Azure Cosmos DB for MongoDB indexes

Completed

Indexes are data structures that allow queries faster access to your documents. Azure Cosmos DB for MongoDB takes advantage of the core index-management capabilities of Azure Cosmos DB. In this unit, we'll introduce different types of indexes and how to to set them up from the Azure portal Data Explorer or programmatically using collection commands. Indexes are set at the collection level.

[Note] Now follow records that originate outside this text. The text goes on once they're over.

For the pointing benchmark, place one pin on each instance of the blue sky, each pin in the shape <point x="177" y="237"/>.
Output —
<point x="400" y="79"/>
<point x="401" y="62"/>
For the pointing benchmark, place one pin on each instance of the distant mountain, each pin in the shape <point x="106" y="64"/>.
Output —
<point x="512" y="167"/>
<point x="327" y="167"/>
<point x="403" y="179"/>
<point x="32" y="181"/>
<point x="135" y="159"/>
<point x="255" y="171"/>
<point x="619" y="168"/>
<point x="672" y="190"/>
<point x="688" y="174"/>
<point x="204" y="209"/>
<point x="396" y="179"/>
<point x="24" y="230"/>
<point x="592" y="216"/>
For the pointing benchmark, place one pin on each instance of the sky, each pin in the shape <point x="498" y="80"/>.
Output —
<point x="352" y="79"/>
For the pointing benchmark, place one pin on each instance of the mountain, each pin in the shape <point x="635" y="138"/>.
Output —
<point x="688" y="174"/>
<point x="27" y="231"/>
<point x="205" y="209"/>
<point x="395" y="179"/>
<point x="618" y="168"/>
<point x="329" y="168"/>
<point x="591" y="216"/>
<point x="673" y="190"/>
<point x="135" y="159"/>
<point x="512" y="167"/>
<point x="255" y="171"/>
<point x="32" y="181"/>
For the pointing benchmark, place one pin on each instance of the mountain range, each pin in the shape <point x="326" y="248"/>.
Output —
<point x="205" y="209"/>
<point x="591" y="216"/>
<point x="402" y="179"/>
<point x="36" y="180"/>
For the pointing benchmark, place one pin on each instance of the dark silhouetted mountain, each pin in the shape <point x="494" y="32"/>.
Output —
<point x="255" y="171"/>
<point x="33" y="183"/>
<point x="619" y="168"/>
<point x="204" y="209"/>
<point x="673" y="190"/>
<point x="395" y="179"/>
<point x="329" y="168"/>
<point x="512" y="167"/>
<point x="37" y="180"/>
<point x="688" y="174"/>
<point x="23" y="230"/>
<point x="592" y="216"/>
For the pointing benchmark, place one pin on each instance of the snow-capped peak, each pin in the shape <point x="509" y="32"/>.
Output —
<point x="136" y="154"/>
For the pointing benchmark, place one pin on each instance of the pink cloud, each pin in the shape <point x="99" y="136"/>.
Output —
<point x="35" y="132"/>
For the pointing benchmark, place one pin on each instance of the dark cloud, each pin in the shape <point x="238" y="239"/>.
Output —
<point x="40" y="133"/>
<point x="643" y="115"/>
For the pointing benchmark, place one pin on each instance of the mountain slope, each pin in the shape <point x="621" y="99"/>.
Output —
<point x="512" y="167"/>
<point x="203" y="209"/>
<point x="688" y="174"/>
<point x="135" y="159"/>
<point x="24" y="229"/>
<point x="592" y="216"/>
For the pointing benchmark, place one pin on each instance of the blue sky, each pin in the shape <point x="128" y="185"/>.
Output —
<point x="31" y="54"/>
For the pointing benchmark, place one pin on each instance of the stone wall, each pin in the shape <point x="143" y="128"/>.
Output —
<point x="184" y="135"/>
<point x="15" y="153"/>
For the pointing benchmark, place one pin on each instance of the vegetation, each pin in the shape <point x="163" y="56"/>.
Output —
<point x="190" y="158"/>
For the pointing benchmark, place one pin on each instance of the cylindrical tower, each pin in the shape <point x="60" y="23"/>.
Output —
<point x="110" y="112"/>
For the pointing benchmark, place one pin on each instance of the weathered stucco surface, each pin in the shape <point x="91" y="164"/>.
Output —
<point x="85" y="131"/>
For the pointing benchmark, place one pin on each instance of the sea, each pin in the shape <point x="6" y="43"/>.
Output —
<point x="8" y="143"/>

By default, Azure Cosmos DB for MongoDB automatically indexes the _id field. Uniqueness is automatically enforced by the _id field per shard key.

Let's review the different types of indexes supported by the Azure Cosmos DB for MongoDB.

Index types

Single field indexes

As the name implies, single field indexes are those created on a single field. For single field indexes, the order (ascending/descending) doesn't matter. A query can use multiple single field indexes when available. There's a limit of 500 single field indexes per collection.

Let's look at a couple of ways to create a single field index. Let's assume that on the database inventory we'll have a collection named products, and we want to create a single field index for the column name and a separate single field index for the column quantity.

Create a single field index using the Azure portal Index Policy tab

Under your Azure Cosmos DB for MongoDB database in the Azure portal, select Data Explorer.

  1. Expand Inventory then products and select Settings.
  2. Select the Indexing Policy tab. Notice that by default you should already have two indexes pre-created, the _id single field index discussed earlier and the $** wildcard index we'll discuss later. For now, ignore those indexes.
  3. Under the first textbox, input name and select Single Field from the dropdown.
  4. Under the next textbox, input quantity and select Single Field from the dropdown.
  5. Select on the Save icon.

Screenshot showing the how to add index policies using the Azure portal Index Policy tab.

Create a single field index using the MongoDB Shell

Open Mongo Shell, make sure it's pointing to your Azure Cosmos DB for MongoDB account using the account's connection string.

Run the following commands to add the two indexes.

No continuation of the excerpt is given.